The overall summary was that the literature/evidence regarding food allergy prevalence, diagnosis, and management is voluminous, diffuse, and according to this review is also critically limited by the lack of uniformity on what food allergy is (lacking uniformity for criteria for the diagnosis of food allergy). The point is that when looking at an article on food allergy we have to be sure what is being talked about. All too often the diagnosis is based on laboratory study results alone. This lack of defining food allergy has severely limited making conclusions regarding the best practices for managing and preventing food allergy.

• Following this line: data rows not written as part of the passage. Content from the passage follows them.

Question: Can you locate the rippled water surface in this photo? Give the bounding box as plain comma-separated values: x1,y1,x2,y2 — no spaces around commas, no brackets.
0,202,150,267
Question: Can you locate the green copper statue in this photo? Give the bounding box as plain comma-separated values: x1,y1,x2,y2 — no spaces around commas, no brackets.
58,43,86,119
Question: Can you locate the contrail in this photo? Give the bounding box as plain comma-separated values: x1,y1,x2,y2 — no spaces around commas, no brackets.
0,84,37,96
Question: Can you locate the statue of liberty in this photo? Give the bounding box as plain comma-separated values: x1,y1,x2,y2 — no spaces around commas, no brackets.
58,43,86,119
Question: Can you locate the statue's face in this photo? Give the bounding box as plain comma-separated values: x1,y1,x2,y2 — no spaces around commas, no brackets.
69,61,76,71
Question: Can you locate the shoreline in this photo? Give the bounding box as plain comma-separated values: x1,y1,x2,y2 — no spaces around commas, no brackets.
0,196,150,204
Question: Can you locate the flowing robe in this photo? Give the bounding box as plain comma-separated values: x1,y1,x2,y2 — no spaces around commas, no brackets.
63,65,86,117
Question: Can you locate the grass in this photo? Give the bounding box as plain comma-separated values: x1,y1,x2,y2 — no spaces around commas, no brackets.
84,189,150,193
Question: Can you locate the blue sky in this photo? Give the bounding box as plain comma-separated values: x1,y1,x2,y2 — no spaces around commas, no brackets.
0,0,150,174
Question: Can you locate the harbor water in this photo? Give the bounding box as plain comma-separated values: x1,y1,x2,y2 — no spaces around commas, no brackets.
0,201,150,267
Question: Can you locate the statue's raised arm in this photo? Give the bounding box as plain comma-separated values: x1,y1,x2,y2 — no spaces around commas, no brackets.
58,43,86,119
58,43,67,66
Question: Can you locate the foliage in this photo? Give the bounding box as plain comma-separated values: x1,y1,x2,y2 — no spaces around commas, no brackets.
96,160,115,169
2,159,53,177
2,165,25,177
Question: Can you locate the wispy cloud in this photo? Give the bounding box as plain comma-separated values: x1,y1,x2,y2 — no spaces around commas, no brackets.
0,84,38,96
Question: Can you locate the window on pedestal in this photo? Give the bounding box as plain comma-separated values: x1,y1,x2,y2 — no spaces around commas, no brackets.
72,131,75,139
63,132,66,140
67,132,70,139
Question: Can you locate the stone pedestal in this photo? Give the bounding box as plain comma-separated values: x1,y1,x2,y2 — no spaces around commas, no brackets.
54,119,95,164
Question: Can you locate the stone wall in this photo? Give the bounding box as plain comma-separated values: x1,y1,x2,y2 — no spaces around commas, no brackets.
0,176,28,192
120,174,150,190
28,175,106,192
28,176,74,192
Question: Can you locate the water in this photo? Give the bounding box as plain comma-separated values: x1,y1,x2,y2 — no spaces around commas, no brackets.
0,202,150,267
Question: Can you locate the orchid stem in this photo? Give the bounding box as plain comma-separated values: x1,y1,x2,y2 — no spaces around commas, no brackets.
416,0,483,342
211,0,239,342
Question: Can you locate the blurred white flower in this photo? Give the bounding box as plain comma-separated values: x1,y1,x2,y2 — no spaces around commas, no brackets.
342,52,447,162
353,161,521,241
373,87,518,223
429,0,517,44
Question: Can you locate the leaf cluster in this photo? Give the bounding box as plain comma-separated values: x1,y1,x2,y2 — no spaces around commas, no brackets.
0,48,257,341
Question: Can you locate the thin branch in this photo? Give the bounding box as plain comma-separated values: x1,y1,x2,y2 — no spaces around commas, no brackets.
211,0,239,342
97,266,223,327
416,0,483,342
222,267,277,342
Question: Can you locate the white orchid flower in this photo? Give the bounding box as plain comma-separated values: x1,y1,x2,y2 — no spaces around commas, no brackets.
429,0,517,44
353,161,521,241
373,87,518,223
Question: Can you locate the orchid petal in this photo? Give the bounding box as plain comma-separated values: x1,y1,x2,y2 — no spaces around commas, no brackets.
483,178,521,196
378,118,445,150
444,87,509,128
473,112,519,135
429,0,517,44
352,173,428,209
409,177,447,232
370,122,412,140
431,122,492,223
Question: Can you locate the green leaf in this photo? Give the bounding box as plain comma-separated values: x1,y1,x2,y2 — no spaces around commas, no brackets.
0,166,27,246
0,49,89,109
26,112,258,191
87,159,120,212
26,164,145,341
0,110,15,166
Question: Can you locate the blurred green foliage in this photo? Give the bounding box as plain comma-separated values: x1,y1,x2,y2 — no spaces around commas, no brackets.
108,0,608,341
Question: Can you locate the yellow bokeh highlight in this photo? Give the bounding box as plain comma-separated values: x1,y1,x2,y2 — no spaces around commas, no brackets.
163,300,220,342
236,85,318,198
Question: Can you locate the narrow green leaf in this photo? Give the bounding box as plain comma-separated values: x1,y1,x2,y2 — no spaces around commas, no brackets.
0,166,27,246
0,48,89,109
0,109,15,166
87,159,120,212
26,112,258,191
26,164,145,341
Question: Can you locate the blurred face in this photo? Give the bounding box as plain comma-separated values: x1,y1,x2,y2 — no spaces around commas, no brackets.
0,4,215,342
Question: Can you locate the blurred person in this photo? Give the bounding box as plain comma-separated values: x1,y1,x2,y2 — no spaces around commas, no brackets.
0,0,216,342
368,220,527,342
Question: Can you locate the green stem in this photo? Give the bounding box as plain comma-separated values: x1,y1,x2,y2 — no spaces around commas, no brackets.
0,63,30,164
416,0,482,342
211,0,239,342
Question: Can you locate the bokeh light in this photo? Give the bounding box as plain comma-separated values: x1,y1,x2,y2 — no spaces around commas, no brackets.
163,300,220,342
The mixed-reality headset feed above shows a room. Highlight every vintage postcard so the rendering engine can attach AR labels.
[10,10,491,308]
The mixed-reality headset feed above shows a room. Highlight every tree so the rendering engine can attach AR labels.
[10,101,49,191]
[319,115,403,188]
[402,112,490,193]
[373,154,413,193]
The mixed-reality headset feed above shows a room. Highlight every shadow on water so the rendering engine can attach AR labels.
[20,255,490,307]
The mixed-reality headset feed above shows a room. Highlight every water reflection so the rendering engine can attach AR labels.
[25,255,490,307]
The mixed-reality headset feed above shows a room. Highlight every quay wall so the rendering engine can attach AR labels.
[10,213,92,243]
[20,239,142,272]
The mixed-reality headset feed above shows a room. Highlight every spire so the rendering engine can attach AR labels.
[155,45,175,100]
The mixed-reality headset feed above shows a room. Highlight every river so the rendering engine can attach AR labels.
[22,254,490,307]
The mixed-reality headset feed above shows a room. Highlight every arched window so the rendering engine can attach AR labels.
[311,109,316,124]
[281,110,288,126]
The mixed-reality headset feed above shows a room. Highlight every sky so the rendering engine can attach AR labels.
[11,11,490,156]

It may come as a surprise, but food allergy has no universally accepted definition. The NIAID suggested definition is “an adverse immune response that occurs reproducibly on exposure to a given food and is distinct from other adverse responses to food, such as food intolerances, pharmacologic reactions, and toxin-mediated reactions.

The results were as follows;

  • Prevalence- food allergy affects more than 1-2% of the population but less than 10%.
  • Diagnosing- food challenges, skin prick tests (SPT), & serum food-specific IgE (blood tests for food allergy) all have a role in making the diagnosis, but no one test has sufficient ease of use or sensitivity or specificity to be recommended over the other tests. The food challenge suffers from not being easy to use in general clinical practice.
  • Management (elimination diets)- only 1 randomized controlled trial (RCT), established as the more scientifically rigorous test,  was identified for the effect of elimination diets. RCT are generally lacking for atopic dermatitis and eosinophilic espophagitis. The benefits for elimination diets are uncertain based on published evidence, and potential benefits need to be weighed against the potential nutritional risks especially in children. It is important to point out that this is not referring to trials for serious life-threatening food allergy reactions, such a trial would be unnecessary and unethical.
  • Immunotherapy- not a currently licensed method for treating food allergy. May be effective in generating desensitization. The effect on long-term tolerance needs to be determined.
  • Prevention- In high-risk infants hydrolyzed formula may prevent against cow’s milk allergy, but standard definitions of high risk and hydrolyzed formula do not exist.

There were a few general comments made that are worth noting.

  • There is the potential for the over-diagnosis of food allergy
  • Consequences

                Dietary restriction

                Nutritional problems

                Anxiety/worry

                Social challenges due to food allergy

There were a few final comments in this paper that are worth consideration.

  • Proper interpretation of SPTs and serum food-specific IgE results requires evaluation of the data within the context of the clinical history and physician understanding of symptoms consistent with clinical food allergy to separate true positives for food allergy.
  • The over-diagnosis or misdiagnosis of food allergy by medical practitioners obscures the substantial morbidity caused by patients truly affected by immune-mediated food allergy and serves to perpetuate some public misperceptions that food allergy is a trivial medical condition.

We all have a significant amount of work to sort this all out. The first steps are coming to some consensus as to what a food allergy is and what it is not. We then need to perform a detailed medical history to tease out a reproducible immune response with exposure to a food. Next we need a diagnostic tool or tools to be used to confirm our impression. The food challenge has been the gold standard for this, however it is not easy to perform food challenges. The next need is a plan of management. There has always been avoidance. We can add ‘Father Time’ as some food allergies can be outgrown. We eagerly look forward to immunotherapy that not only provide desensitization but will lead to tolerance.